Опять свело. Всего, от холки до копчика, как собаку. Сон снова выглянул и зашипел и шипел до тех пор, пока я не прогнал его, сунув голову под холодную воду.
А потом я насухо обтерся полотенцем, и еще раз облился мокрым холодом, захлебнулся запахом хлорки, и опять обтерся, и поставил чайник, и заварил свежий чай, не пожалев заварки.
Желтое солнце скакало по кухонной стене, янтарный кипяток светился в чашке, свежая булка и свежая пресса тихо спорили, за что я примусь раньше.
Булка была одна, а прессы много. Я уже рассортировал ее, отложив толстые журналы на угол. Это потом. «Новое время», «Комсомолку» и «Литературку» – поближе. Их – с чаем.
А вот «Аргументы» можно прямо сейчас, пока не остыло.
Я быстро пролистал газетку. Все нормально. Только странно, что еще существуем. А так – ничего особенного. Разве что запоздавшая лет на семь статья о некоем Абдуллятифе (Ицике) Шнеерзоне, из
«Такие люди, как Абдуллятиф Шнеерзон, строили фундамент нашей суверенной демократической государственности!», – с невинным оптимизмом резюмировали азиаты.
Еще не успел я покончить со Шнеерзоном, как позвонила Люда. Или Таня? Я их всегда путаю. И осведомилась, найду ли я время написать ей курсовую.
– Найду, – ответил я. – Но, дитя мое, теперь это будет стоить гораздо дороже.
Дитя торопливо согласилось.
Я повесил трубку, добавил заварки, отложил в сторонку «Аргументы» и взял «Новое время».
Но я не прочитал его и даже просмотреть не успел, потому что из недр журнала выскочило и с мягким шлепком рухнуло на пол что-то блестящее, яркое и глянцево-праздничное. И еще только нагибаясь, еще не видя подробностей, я уже знал и понимал все…

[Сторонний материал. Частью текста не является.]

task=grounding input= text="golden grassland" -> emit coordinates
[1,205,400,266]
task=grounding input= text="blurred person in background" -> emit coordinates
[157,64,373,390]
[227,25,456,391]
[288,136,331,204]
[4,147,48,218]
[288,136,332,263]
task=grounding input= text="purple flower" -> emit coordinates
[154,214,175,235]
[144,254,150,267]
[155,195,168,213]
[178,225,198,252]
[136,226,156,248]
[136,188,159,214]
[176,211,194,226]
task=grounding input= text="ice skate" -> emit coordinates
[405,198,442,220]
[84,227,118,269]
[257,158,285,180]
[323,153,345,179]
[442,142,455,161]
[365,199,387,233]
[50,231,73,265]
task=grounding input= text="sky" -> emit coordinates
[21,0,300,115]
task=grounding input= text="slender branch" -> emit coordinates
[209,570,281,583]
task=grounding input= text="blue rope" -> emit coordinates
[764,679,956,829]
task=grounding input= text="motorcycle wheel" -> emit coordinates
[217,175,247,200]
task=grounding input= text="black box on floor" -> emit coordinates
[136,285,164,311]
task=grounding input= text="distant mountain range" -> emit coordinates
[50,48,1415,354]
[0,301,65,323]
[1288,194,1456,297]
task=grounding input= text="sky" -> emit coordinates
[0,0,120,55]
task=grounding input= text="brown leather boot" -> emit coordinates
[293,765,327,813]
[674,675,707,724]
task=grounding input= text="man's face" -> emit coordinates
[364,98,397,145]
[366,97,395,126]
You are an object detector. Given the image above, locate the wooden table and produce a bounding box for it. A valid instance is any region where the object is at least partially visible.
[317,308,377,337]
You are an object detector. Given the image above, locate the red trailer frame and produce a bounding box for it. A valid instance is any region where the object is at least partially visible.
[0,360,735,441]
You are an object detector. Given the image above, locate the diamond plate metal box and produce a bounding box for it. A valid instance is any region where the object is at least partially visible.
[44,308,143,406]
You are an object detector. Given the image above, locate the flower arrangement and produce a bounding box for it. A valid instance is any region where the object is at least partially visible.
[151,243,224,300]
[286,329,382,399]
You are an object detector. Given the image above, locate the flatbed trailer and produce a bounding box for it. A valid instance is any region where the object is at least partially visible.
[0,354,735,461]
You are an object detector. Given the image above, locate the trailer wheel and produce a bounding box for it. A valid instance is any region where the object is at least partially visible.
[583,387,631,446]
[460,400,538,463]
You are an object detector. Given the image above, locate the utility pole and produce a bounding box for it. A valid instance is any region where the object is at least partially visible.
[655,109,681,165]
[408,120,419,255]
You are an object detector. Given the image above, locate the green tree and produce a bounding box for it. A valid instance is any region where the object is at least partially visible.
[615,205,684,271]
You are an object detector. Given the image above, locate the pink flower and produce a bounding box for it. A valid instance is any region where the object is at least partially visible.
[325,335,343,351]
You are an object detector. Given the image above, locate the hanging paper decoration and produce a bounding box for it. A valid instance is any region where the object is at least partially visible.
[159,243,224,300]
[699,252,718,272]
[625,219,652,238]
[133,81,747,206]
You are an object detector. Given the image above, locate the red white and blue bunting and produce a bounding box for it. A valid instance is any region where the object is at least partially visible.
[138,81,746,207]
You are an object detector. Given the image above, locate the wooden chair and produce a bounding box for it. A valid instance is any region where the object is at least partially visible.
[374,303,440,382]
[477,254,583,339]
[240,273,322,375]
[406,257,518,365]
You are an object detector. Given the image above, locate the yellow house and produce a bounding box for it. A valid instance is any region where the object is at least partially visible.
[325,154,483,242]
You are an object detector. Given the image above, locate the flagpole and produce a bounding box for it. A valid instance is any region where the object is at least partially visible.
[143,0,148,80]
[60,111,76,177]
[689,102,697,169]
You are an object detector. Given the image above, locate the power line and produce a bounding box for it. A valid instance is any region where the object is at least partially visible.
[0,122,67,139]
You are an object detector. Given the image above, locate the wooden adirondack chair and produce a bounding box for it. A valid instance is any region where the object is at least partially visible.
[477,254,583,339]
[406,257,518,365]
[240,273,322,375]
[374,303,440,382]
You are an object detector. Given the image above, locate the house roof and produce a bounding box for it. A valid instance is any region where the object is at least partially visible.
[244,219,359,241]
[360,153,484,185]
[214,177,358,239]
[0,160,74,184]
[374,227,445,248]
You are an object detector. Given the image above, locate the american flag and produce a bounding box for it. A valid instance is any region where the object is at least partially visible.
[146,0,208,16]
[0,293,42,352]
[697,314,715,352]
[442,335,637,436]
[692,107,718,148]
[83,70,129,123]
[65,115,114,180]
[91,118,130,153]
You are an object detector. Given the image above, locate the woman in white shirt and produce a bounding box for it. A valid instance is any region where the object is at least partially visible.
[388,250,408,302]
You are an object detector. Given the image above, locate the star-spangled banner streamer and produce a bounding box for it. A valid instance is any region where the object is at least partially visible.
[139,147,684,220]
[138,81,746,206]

…морозные иголки вонзились под ногти, и футболка прилипла к спине.
Большой, цветастый, почти объемный буклет.
Синее небо, зелень, застывшие изумленно люди.
Минимум текста.
И Аннушка.
Но она не похожа на себя, она вообще не похожа на человека. Перекошенное кошачье лицо потеряло всю миловидность; рот – кривая черная дырка; в глазах – застывший, выматывающий ужас.
А огромный зеленый жук, прижав ее к кирпичной стене, взметнул над коротко стриженной головой гибкие щупальца, на которых сияют в солнечных лучах длинные, слегка искривленные когти, похожие на золингенские лезвия…
Но я ошибся, сказав, что картинки были почти объемными; нет! они жили; они словно бы даже шевелились… жук хрипло сипел, а Аннушка сжималась в комочек… а я смотрел – и никак не мог оторваться… и наконец прямо в глаза мне плеснуло красно-соленым, и очень захотелось проснуться, но как же можно проснуться, если не спишь?..
…и я торопливо, боясь о чем-то подумать, вскочил на подоконник, рывком распахнул окно и шагнул в синюю пустоту, вниз, навстречу людям, веткам и асфальту, но…
совершенно зря, потому что не оказалось под ногами никакой пустоты, и никакой зелени, и никаких, никаких, никаких людей…
…совсем никого…
и вокруг сомкнулись намертво вымытые резким неоновым светом, исступленно-белые кафельные стены.